If you think about it, the pressures inside a horn are significant. At 1500W, you're talking about 2 electrical horsepower. Assuming driver efficiency of 10%, it's like kicking the walls of the throat as hard as you can! Rigidity is paramount, or you risk severe coloration and power loss.
You'll notice the curved piece of plywood bracing the mouth of the horn. That piece prevents flexing of the top and bottom plates.
TESTING: I've tested this horn extensively with frequency sweeps of 20Hz-200Hz. I prefer to cross it over at about 120Hz, which is where it starts sounding directional. I haven't put a subsonic filter on it, because I designed the driver box with a small enough volume (170 liters) to resist excessive excursion at low frequency. I was very pleased that its subjective acoustics match its design so well; it works very well down to 32Hz, and falls off completely by 28Hz. "Completely" is a relative term of course, because at that point you're hearing basically a sealed-box subwoofer with two 18inch drivers! But compared to when the horn is working, it sounds quiet.
I'll gladly post HORNRESP graphs and the Excel spreadsheet I used to model it. I also wrote a C# program to model it more tightly.
I'm not going to buy it but I'd love to see the hornresp curve.

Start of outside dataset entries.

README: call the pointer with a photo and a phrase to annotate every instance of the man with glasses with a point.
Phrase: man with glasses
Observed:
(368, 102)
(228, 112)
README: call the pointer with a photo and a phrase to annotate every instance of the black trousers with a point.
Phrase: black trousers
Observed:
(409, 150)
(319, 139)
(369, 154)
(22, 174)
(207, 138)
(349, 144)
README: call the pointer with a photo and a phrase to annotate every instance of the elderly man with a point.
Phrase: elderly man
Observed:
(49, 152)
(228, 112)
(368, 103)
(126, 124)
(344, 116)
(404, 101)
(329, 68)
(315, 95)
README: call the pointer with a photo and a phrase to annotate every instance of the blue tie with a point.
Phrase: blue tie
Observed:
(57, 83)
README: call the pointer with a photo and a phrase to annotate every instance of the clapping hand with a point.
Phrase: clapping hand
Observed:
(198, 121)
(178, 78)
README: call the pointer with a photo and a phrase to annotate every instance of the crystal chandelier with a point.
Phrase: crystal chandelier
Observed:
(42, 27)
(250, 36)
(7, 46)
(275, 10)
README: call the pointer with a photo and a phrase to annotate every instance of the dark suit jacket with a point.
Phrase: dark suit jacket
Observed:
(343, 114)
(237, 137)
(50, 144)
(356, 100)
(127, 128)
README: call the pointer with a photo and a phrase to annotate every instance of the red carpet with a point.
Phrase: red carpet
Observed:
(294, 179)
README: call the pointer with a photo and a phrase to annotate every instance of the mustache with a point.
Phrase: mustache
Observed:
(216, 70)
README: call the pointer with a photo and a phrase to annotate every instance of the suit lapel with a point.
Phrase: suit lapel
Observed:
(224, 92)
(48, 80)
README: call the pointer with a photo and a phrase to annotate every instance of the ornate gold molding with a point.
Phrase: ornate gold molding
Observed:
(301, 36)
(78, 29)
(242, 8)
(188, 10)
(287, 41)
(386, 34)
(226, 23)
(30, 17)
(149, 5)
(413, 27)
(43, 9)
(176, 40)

HORNRESP curve for 35Hz mega-horn
Here's the HORNRESP curve for my mega-horn.
It uses B&C drivers, because they matched the horn better than JBL and they're cheaper:
Excel spreadsheet for modelling exponential horns
NOTE: I zipped the OpenOffice/Excel document; to view it, unzip it. The forum filters do not allow Excel files.
This spreadsheet allows you to type in Thiele-Small parameters and horn dimensions, along with "cheat factors" like half- or quarter-space loading, and arrive at actual cm-by-cm horn dimensions.
I used this during construction to plot out the curve of the horn on the bottom plate; literally, just an X-Y graph on a piece of 4X8 foot plywood.
My previous horns were flared horizontally and vertically, making this plot more complex...this horn, with parallel top and bottom, was easier to plot.
At a low crossover frequency, about 120Hz, having parallel top and bottom doesn't hurt. It also made it much more rigid; bracing a flared wall as in my previous horns was difficult.